Dietmar Hölscher, Fraktionsgeschäftsführer DIE LINKE, im Gespräch mit Anke Sprotte

 

Dietmar Hölscher: Die Regierung redet ständig vom Aufschwung und sieht schon Vollbeschäftigung
am Horizont. Was ist davon bei dir bisher angekommen?
 

 

Anke Sprotte: Nix. Ich schlage mich mit mehreren Jobs durch, obwohl ich ein abgeschlossenes Studium habe. Ich trage nachts Tageszeitungen aus. Ich gehe putzen. Ich habe eine kleine Selbständigkeit, hinter der der Versuch steckt, auf Provisionsbasis Geld zu verdienen. Ich bin ehrenamtlich tätig und erhalte dafür hin und wieder mal eine kleine Aufwandsentschädigung.

 

Dietmar Hölscher: Wieviel Stunden arbeitest du durchschnittlich in der Woche?

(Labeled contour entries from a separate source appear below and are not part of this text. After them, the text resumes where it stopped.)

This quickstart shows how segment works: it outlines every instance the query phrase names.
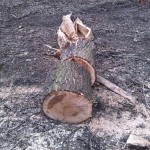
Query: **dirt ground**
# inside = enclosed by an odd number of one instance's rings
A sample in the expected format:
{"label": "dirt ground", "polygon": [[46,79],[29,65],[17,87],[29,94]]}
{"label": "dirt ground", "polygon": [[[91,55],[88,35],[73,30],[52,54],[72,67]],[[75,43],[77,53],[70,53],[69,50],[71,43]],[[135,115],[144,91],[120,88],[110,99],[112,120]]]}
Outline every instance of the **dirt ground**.
{"label": "dirt ground", "polygon": [[[95,36],[97,75],[137,96],[96,84],[93,117],[63,124],[42,111],[59,60],[62,15],[73,12]],[[0,1],[0,150],[121,150],[133,133],[150,140],[150,5],[137,0]],[[148,149],[148,148],[147,148]]]}

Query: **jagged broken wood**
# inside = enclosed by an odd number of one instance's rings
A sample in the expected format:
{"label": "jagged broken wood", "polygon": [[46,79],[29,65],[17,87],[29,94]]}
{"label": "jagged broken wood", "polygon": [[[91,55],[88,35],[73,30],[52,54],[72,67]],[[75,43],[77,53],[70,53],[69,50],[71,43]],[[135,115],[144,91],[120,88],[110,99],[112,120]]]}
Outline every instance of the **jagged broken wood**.
{"label": "jagged broken wood", "polygon": [[57,31],[61,62],[50,93],[44,99],[43,110],[52,119],[79,123],[92,115],[94,42],[91,29],[79,18],[73,23],[70,17],[71,14],[63,16]]}
{"label": "jagged broken wood", "polygon": [[52,119],[67,123],[82,122],[92,115],[92,90],[89,73],[73,61],[62,61],[43,103]]}
{"label": "jagged broken wood", "polygon": [[61,59],[73,60],[86,68],[91,76],[91,84],[94,84],[96,73],[92,31],[79,18],[73,24],[70,17],[70,14],[63,16],[63,22],[57,31]]}

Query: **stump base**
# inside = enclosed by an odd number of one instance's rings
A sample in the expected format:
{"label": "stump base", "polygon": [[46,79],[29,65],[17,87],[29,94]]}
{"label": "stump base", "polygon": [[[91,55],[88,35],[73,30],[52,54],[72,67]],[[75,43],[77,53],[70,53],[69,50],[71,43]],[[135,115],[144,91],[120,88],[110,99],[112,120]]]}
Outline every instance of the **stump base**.
{"label": "stump base", "polygon": [[43,110],[52,119],[79,123],[91,117],[92,103],[82,94],[55,91],[44,99]]}

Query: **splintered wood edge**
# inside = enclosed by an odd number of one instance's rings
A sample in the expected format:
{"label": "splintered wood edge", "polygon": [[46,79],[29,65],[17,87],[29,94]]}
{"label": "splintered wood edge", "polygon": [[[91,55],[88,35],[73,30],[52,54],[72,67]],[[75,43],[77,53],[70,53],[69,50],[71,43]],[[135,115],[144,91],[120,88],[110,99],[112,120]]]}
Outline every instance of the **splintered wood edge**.
{"label": "splintered wood edge", "polygon": [[80,58],[80,57],[71,57],[69,59],[67,59],[68,61],[75,61],[78,64],[80,64],[82,67],[84,67],[90,74],[91,76],[91,85],[94,84],[95,79],[96,79],[96,71],[94,69],[94,67],[85,59]]}
{"label": "splintered wood edge", "polygon": [[80,123],[92,116],[92,103],[82,94],[55,91],[44,98],[43,111],[54,120]]}
{"label": "splintered wood edge", "polygon": [[[91,39],[93,38],[92,30],[83,24],[83,22],[77,18],[74,22],[76,33],[80,38]],[[80,33],[79,33],[80,32]]]}

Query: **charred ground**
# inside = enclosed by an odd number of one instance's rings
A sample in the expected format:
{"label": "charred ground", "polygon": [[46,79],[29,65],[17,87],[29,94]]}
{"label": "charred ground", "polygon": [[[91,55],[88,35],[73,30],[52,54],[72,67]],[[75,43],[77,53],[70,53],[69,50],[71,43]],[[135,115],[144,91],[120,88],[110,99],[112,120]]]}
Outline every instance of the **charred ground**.
{"label": "charred ground", "polygon": [[[59,64],[61,17],[72,11],[93,29],[97,74],[138,97],[139,110],[102,85],[94,113],[68,125],[47,118],[42,99]],[[150,140],[150,5],[138,1],[2,0],[0,2],[0,149],[116,150],[130,133]],[[50,81],[46,82],[46,79]]]}

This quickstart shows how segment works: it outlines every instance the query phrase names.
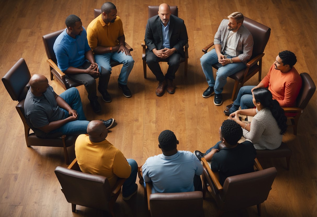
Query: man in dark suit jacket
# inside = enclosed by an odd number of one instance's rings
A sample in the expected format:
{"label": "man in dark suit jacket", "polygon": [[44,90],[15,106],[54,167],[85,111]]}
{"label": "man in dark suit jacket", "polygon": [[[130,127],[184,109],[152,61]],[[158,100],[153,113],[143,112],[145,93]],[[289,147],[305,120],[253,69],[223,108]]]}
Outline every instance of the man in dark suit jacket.
{"label": "man in dark suit jacket", "polygon": [[[158,15],[147,21],[144,40],[147,46],[146,63],[159,82],[156,95],[163,96],[166,86],[167,92],[173,94],[175,86],[173,80],[179,66],[181,57],[185,55],[184,47],[188,41],[184,21],[171,15],[168,4],[161,4]],[[161,61],[168,64],[165,77],[158,64]]]}

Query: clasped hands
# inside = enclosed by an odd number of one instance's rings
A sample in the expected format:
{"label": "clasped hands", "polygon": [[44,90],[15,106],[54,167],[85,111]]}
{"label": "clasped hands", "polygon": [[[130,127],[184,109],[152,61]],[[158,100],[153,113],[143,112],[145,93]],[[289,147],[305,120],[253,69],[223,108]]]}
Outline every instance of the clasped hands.
{"label": "clasped hands", "polygon": [[170,49],[165,47],[161,50],[154,50],[153,53],[154,54],[161,59],[165,59],[173,54],[174,53],[174,49]]}

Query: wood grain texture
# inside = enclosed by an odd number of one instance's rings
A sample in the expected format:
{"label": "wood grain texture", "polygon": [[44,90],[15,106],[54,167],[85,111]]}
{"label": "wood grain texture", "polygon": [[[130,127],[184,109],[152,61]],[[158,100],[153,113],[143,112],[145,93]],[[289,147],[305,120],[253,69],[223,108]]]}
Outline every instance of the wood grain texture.
{"label": "wood grain texture", "polygon": [[[0,0],[0,73],[2,76],[20,58],[24,58],[32,74],[49,78],[49,67],[42,40],[45,34],[65,28],[65,18],[75,14],[87,28],[94,18],[93,9],[104,1],[86,0]],[[173,131],[179,140],[178,149],[204,151],[219,140],[218,128],[227,116],[223,111],[230,100],[234,84],[230,78],[223,92],[224,102],[219,106],[202,94],[207,87],[199,59],[202,49],[213,40],[221,20],[232,12],[246,16],[271,29],[264,51],[262,78],[278,53],[294,52],[299,72],[310,74],[317,84],[317,2],[233,0],[175,0],[168,2],[178,6],[179,16],[184,21],[189,36],[188,75],[184,75],[184,63],[176,75],[175,93],[155,94],[158,82],[148,68],[143,77],[141,42],[144,39],[148,5],[158,5],[157,0],[144,1],[117,0],[118,15],[122,20],[126,41],[133,48],[135,61],[128,85],[133,96],[127,98],[118,87],[121,66],[113,69],[108,91],[112,102],[99,101],[102,111],[94,113],[82,85],[78,87],[84,111],[88,120],[113,117],[117,124],[109,130],[107,139],[127,158],[139,165],[149,157],[161,153],[158,137],[161,131]],[[165,73],[168,66],[160,65]],[[216,71],[214,71],[215,75]],[[257,75],[246,85],[256,85]],[[55,91],[63,91],[55,80],[49,81]],[[0,85],[0,216],[102,216],[103,212],[81,206],[76,213],[66,201],[54,173],[57,166],[67,167],[61,148],[27,147],[22,122],[13,102],[3,85]],[[260,159],[263,168],[275,166],[277,176],[268,200],[262,206],[262,215],[317,216],[317,94],[315,94],[300,119],[297,135],[292,129],[283,137],[292,149],[290,168],[287,170],[284,158]],[[74,147],[68,148],[70,160],[74,158]],[[138,180],[137,180],[137,182]],[[137,182],[137,183],[138,183]],[[120,195],[114,207],[118,216],[147,216],[142,186],[130,201]],[[210,195],[204,200],[205,216],[215,215],[217,206]],[[256,216],[256,206],[225,213],[224,216]]]}

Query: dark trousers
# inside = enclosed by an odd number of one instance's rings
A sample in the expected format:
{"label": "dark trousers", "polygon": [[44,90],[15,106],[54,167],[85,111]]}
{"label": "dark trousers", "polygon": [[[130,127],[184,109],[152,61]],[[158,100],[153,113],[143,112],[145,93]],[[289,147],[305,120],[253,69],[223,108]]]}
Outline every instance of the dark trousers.
{"label": "dark trousers", "polygon": [[[90,63],[86,61],[81,66],[78,67],[81,69],[86,69],[90,66]],[[107,90],[108,84],[109,83],[110,78],[110,72],[105,69],[99,67],[99,83],[98,83],[98,90],[100,92],[103,93]],[[100,68],[102,69],[100,70]],[[98,76],[92,76],[88,74],[67,74],[67,76],[71,80],[79,83],[81,83],[85,85],[87,92],[88,94],[88,99],[90,101],[97,100],[98,97],[97,95],[97,91],[96,90],[96,78]]]}
{"label": "dark trousers", "polygon": [[[175,73],[179,67],[180,58],[180,55],[176,53],[173,53],[166,59],[162,59],[151,52],[146,55],[146,64],[158,81],[163,81],[165,79],[173,80],[175,78]],[[167,62],[168,64],[167,72],[165,77],[158,64],[160,62]]]}

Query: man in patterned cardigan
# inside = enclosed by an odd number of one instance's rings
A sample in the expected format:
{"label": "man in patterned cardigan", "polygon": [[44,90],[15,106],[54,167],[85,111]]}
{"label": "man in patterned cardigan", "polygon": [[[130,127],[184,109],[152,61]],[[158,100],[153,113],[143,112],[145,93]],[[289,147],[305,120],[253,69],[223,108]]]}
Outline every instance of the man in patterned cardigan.
{"label": "man in patterned cardigan", "polygon": [[[208,83],[208,88],[203,97],[208,98],[214,91],[214,104],[222,103],[221,92],[227,78],[246,68],[251,57],[253,47],[252,35],[243,24],[244,17],[240,12],[235,12],[224,19],[215,35],[215,48],[200,58],[203,71]],[[217,72],[216,80],[212,73],[213,64],[219,62],[223,66]]]}

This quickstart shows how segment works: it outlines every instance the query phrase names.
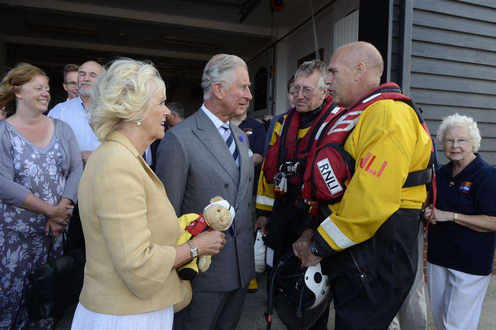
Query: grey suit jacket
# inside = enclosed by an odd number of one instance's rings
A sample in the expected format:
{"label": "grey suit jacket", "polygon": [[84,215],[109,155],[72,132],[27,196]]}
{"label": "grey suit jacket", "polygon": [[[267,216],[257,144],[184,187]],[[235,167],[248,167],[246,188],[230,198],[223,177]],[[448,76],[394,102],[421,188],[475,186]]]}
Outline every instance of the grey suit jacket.
{"label": "grey suit jacket", "polygon": [[248,155],[246,135],[230,125],[239,155],[239,169],[218,130],[201,109],[167,131],[157,151],[155,172],[178,216],[201,212],[215,196],[223,197],[236,210],[237,238],[224,232],[224,248],[212,258],[208,270],[191,281],[196,291],[230,291],[245,287],[255,276],[253,162]]}

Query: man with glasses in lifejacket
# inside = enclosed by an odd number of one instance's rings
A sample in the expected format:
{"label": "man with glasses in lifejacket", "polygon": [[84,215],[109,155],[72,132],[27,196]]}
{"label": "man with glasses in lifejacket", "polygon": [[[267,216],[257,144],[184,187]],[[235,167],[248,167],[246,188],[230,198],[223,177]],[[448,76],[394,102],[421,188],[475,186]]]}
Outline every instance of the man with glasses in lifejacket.
{"label": "man with glasses in lifejacket", "polygon": [[[302,64],[291,92],[295,106],[276,123],[258,183],[254,226],[266,236],[267,263],[273,267],[301,235],[309,205],[301,198],[305,155],[319,129],[341,110],[328,94],[327,66],[314,60]],[[328,313],[325,313],[327,325]],[[316,328],[317,329],[317,328]]]}
{"label": "man with glasses in lifejacket", "polygon": [[303,195],[320,224],[295,252],[304,266],[327,260],[337,329],[387,329],[417,270],[432,141],[411,99],[396,84],[380,86],[383,68],[368,43],[334,52],[326,82],[346,110],[323,130],[326,148],[315,149],[307,167],[314,166]]}

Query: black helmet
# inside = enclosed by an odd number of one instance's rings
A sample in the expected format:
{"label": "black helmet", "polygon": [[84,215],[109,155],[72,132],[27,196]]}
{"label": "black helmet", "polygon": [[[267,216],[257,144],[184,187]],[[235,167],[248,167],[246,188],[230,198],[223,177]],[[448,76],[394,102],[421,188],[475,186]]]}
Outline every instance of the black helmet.
{"label": "black helmet", "polygon": [[270,329],[273,306],[290,330],[308,329],[328,307],[331,297],[329,276],[320,263],[301,268],[293,252],[281,258],[270,274],[266,320]]}

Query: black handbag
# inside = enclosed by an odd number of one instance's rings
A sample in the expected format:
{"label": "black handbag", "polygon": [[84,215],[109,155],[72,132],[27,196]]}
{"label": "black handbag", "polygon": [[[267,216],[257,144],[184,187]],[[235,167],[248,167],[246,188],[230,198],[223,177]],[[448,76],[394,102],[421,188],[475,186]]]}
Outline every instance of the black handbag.
{"label": "black handbag", "polygon": [[31,320],[59,316],[79,300],[84,253],[72,249],[65,230],[61,235],[63,255],[55,257],[52,236],[46,262],[33,270],[24,284],[27,316]]}

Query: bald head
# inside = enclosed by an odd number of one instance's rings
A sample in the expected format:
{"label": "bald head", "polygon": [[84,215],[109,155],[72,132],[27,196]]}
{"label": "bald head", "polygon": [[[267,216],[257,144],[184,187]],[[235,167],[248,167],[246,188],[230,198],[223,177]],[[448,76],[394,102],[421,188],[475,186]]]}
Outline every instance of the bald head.
{"label": "bald head", "polygon": [[103,72],[103,67],[94,61],[85,62],[77,70],[77,89],[81,97],[89,97],[91,83]]}
{"label": "bald head", "polygon": [[363,63],[366,68],[364,78],[374,85],[374,87],[379,85],[384,61],[381,53],[372,44],[364,41],[352,42],[338,48],[333,56],[342,57],[349,70]]}
{"label": "bald head", "polygon": [[331,58],[326,80],[334,103],[353,105],[379,85],[384,68],[382,56],[372,44],[359,41],[338,48]]}

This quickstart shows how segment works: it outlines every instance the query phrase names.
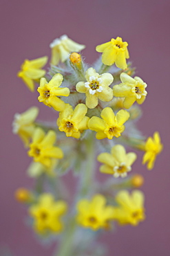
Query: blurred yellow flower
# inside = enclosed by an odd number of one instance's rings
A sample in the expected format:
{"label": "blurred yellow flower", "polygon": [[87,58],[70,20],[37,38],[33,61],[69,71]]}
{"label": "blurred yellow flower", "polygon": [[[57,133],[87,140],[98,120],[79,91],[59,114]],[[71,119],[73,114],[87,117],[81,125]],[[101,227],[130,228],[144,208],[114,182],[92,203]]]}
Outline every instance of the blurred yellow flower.
{"label": "blurred yellow flower", "polygon": [[153,138],[149,137],[145,143],[142,164],[147,163],[147,169],[151,170],[154,166],[154,163],[158,154],[163,149],[163,145],[161,144],[160,134],[158,131],[153,134]]}
{"label": "blurred yellow flower", "polygon": [[32,107],[22,113],[16,113],[12,122],[12,131],[19,134],[25,147],[28,146],[30,138],[32,137],[35,125],[34,122],[39,113],[39,109]]}
{"label": "blurred yellow flower", "polygon": [[28,156],[33,157],[35,162],[39,162],[50,168],[53,165],[53,158],[63,157],[63,151],[59,147],[53,146],[56,140],[56,135],[54,131],[50,130],[45,135],[42,129],[36,128],[32,143],[30,145]]}
{"label": "blurred yellow flower", "polygon": [[41,68],[47,62],[47,57],[44,56],[38,59],[29,60],[25,60],[21,66],[21,71],[17,75],[21,77],[31,91],[34,91],[34,81],[39,80],[45,74],[45,71]]}
{"label": "blurred yellow flower", "polygon": [[133,78],[125,73],[122,73],[120,77],[123,83],[115,85],[113,91],[114,96],[125,97],[123,107],[129,109],[136,101],[143,103],[147,95],[147,84],[141,78],[137,76]]}
{"label": "blurred yellow flower", "polygon": [[78,82],[76,91],[85,93],[85,104],[89,109],[97,106],[98,99],[108,102],[112,100],[113,90],[109,86],[113,82],[113,75],[109,73],[99,75],[93,68],[89,68],[85,73],[87,82]]}
{"label": "blurred yellow flower", "polygon": [[102,194],[95,194],[91,201],[80,200],[76,208],[79,225],[94,230],[109,228],[109,221],[114,214],[113,207],[106,205],[106,199]]}
{"label": "blurred yellow flower", "polygon": [[104,64],[111,66],[115,63],[118,68],[125,69],[126,59],[129,57],[127,46],[126,42],[123,42],[121,37],[117,37],[116,39],[112,38],[110,42],[97,46],[96,50],[98,53],[103,53],[102,62]]}
{"label": "blurred yellow flower", "polygon": [[145,219],[144,208],[144,194],[134,190],[131,194],[127,190],[120,191],[115,197],[119,205],[114,207],[114,219],[120,225],[137,226]]}
{"label": "blurred yellow flower", "polygon": [[131,170],[131,165],[136,159],[134,152],[126,154],[125,149],[121,145],[113,147],[111,154],[105,152],[98,156],[98,161],[104,163],[100,167],[101,172],[112,174],[115,178],[125,177]]}
{"label": "blurred yellow flower", "polygon": [[15,191],[14,197],[19,203],[29,203],[32,196],[28,190],[25,188],[19,188]]}
{"label": "blurred yellow flower", "polygon": [[70,89],[67,87],[59,87],[63,80],[63,77],[60,73],[54,75],[49,82],[42,77],[37,89],[40,94],[39,101],[46,106],[52,107],[57,111],[63,110],[65,102],[56,96],[67,97],[70,95]]}
{"label": "blurred yellow flower", "polygon": [[85,46],[72,41],[66,35],[56,38],[50,44],[52,48],[51,64],[57,65],[61,61],[65,62],[72,52],[79,52],[85,48]]}
{"label": "blurred yellow flower", "polygon": [[30,215],[34,219],[35,231],[42,235],[61,232],[63,225],[61,217],[66,212],[67,208],[65,201],[55,201],[51,194],[42,194],[37,203],[29,209]]}
{"label": "blurred yellow flower", "polygon": [[67,137],[79,138],[81,132],[88,129],[87,122],[89,118],[85,116],[87,107],[85,104],[78,104],[73,110],[69,104],[65,104],[65,106],[57,120],[59,129],[65,132]]}
{"label": "blurred yellow flower", "polygon": [[111,140],[114,136],[118,138],[125,130],[123,124],[129,119],[129,113],[126,110],[120,110],[116,115],[112,109],[105,107],[100,113],[101,118],[93,116],[88,122],[89,129],[97,132],[96,138],[108,138]]}

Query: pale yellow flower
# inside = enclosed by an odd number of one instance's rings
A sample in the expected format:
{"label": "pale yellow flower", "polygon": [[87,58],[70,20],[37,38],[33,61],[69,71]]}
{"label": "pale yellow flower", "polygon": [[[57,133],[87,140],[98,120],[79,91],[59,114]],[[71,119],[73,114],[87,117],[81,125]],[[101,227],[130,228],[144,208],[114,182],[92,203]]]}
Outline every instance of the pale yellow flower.
{"label": "pale yellow flower", "polygon": [[78,104],[73,110],[69,104],[65,104],[65,106],[64,110],[60,112],[57,120],[59,129],[65,132],[67,137],[79,138],[81,133],[88,129],[87,122],[89,118],[85,116],[87,107],[85,104]]}
{"label": "pale yellow flower", "polygon": [[113,147],[109,153],[101,153],[98,156],[98,161],[104,163],[100,167],[101,172],[112,174],[115,178],[125,177],[131,170],[131,165],[136,159],[134,152],[126,154],[125,149],[121,145]]}
{"label": "pale yellow flower", "polygon": [[114,136],[120,136],[125,128],[123,124],[129,118],[126,110],[121,109],[115,115],[110,107],[103,109],[100,116],[102,118],[93,116],[88,122],[89,129],[97,132],[96,137],[98,140],[105,138],[111,140]]}
{"label": "pale yellow flower", "polygon": [[115,85],[113,91],[114,96],[125,98],[123,107],[129,109],[136,101],[143,103],[147,95],[147,84],[141,78],[137,76],[133,78],[125,73],[122,73],[120,78],[123,83]]}
{"label": "pale yellow flower", "polygon": [[34,120],[39,113],[36,107],[30,107],[22,113],[16,113],[12,122],[12,131],[18,134],[25,147],[28,146],[35,129]]}
{"label": "pale yellow flower", "polygon": [[42,235],[61,232],[63,228],[61,218],[67,209],[65,201],[55,201],[51,194],[42,194],[38,202],[29,208],[35,231]]}
{"label": "pale yellow flower", "polygon": [[65,62],[72,52],[80,52],[85,48],[85,46],[79,44],[72,41],[66,35],[56,38],[50,44],[52,48],[51,64],[57,65],[61,61]]}
{"label": "pale yellow flower", "polygon": [[42,77],[37,89],[40,94],[39,101],[46,106],[52,107],[57,111],[63,110],[65,102],[57,96],[67,97],[70,95],[70,89],[67,87],[60,87],[63,80],[63,77],[60,73],[55,74],[49,82]]}
{"label": "pale yellow flower", "polygon": [[44,56],[38,59],[25,60],[21,66],[21,71],[17,75],[21,77],[31,91],[34,91],[34,82],[40,79],[45,74],[45,71],[41,69],[47,62],[47,57]]}
{"label": "pale yellow flower", "polygon": [[80,200],[76,208],[79,225],[94,230],[109,228],[109,221],[114,214],[113,207],[106,205],[106,199],[102,194],[95,194],[91,201]]}
{"label": "pale yellow flower", "polygon": [[97,52],[103,53],[102,62],[104,64],[111,66],[114,63],[118,68],[127,68],[126,59],[129,59],[128,44],[123,42],[121,37],[112,38],[110,42],[96,46]]}
{"label": "pale yellow flower", "polygon": [[85,104],[89,109],[98,105],[98,99],[108,102],[113,98],[113,91],[109,86],[113,82],[113,75],[109,73],[99,75],[93,68],[89,68],[85,73],[87,82],[78,82],[76,91],[85,93]]}
{"label": "pale yellow flower", "polygon": [[134,190],[130,194],[127,190],[121,190],[116,194],[115,200],[118,206],[114,207],[114,219],[120,225],[137,226],[145,220],[145,198],[141,191]]}
{"label": "pale yellow flower", "polygon": [[50,130],[45,135],[43,130],[36,128],[32,137],[32,143],[30,145],[30,149],[28,152],[34,158],[35,162],[39,162],[46,167],[53,165],[53,159],[63,157],[63,152],[59,147],[53,145],[56,142],[56,135],[54,131]]}
{"label": "pale yellow flower", "polygon": [[149,137],[145,145],[146,152],[143,156],[142,164],[147,162],[148,170],[153,169],[157,155],[158,155],[163,149],[163,145],[161,144],[160,134],[158,131],[153,134],[153,138]]}

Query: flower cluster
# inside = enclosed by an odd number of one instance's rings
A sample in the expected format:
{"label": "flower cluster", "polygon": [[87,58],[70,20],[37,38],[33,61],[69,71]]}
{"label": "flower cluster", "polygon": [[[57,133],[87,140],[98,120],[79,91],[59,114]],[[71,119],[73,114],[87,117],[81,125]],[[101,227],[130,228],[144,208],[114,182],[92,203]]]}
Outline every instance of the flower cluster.
{"label": "flower cluster", "polygon": [[[147,84],[134,77],[134,68],[127,63],[127,46],[119,37],[97,46],[102,57],[92,66],[79,53],[85,46],[63,35],[50,44],[47,74],[41,69],[47,57],[25,60],[18,73],[32,91],[39,84],[38,101],[56,115],[52,122],[36,120],[36,107],[15,115],[13,131],[28,148],[32,162],[28,174],[36,183],[32,191],[19,189],[15,197],[29,205],[29,216],[39,235],[63,232],[69,255],[75,255],[71,232],[76,239],[82,228],[91,229],[92,241],[96,230],[111,230],[115,222],[136,226],[145,219],[144,194],[128,191],[143,183],[142,176],[133,174],[131,167],[137,154],[129,149],[127,153],[125,147],[144,151],[142,164],[147,163],[151,170],[163,146],[158,131],[153,138],[145,140],[134,125],[141,113],[138,104],[147,95]],[[94,179],[96,160],[102,163],[100,172],[108,177],[103,184]],[[70,170],[80,181],[74,200],[62,179]],[[61,243],[59,256],[65,255],[63,248]],[[76,250],[76,255],[81,255],[83,248]]]}

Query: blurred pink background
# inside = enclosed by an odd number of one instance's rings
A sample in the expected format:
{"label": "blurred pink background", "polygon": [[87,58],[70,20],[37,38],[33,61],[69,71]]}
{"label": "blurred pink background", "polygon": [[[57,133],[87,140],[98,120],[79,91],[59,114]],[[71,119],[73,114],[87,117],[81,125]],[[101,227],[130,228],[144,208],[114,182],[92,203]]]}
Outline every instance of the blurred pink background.
{"label": "blurred pink background", "polygon": [[83,55],[92,63],[98,55],[96,45],[120,36],[129,42],[137,75],[148,84],[138,127],[147,136],[159,131],[164,150],[151,172],[140,165],[141,154],[133,169],[145,179],[146,221],[105,233],[100,241],[109,245],[109,256],[169,256],[169,1],[1,0],[0,12],[0,244],[9,246],[14,256],[51,255],[54,247],[36,241],[24,223],[26,210],[13,196],[17,188],[32,183],[25,171],[30,159],[12,133],[13,116],[32,105],[39,107],[39,119],[51,113],[17,77],[21,63],[50,56],[50,43],[63,34],[85,44]]}

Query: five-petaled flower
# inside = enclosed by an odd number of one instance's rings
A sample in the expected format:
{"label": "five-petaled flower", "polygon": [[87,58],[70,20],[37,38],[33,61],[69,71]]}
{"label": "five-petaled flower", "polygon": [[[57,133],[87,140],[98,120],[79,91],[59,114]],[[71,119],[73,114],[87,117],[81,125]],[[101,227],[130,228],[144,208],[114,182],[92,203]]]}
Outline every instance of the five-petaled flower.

Wie hoch ist dein erarbeitetes Monatseinkommen?

 

Anke Sprotte: Meine Arbeitszeit beträgt 35 bis 50 Stunden in der Woche und bringt ungefähr 600 bis 900 Euro im Monat ein. Da ich bei den Tageszeitungen überwiegend Vertretungen mache, schwanken Zeitaufwand und Einkommen sehr stark.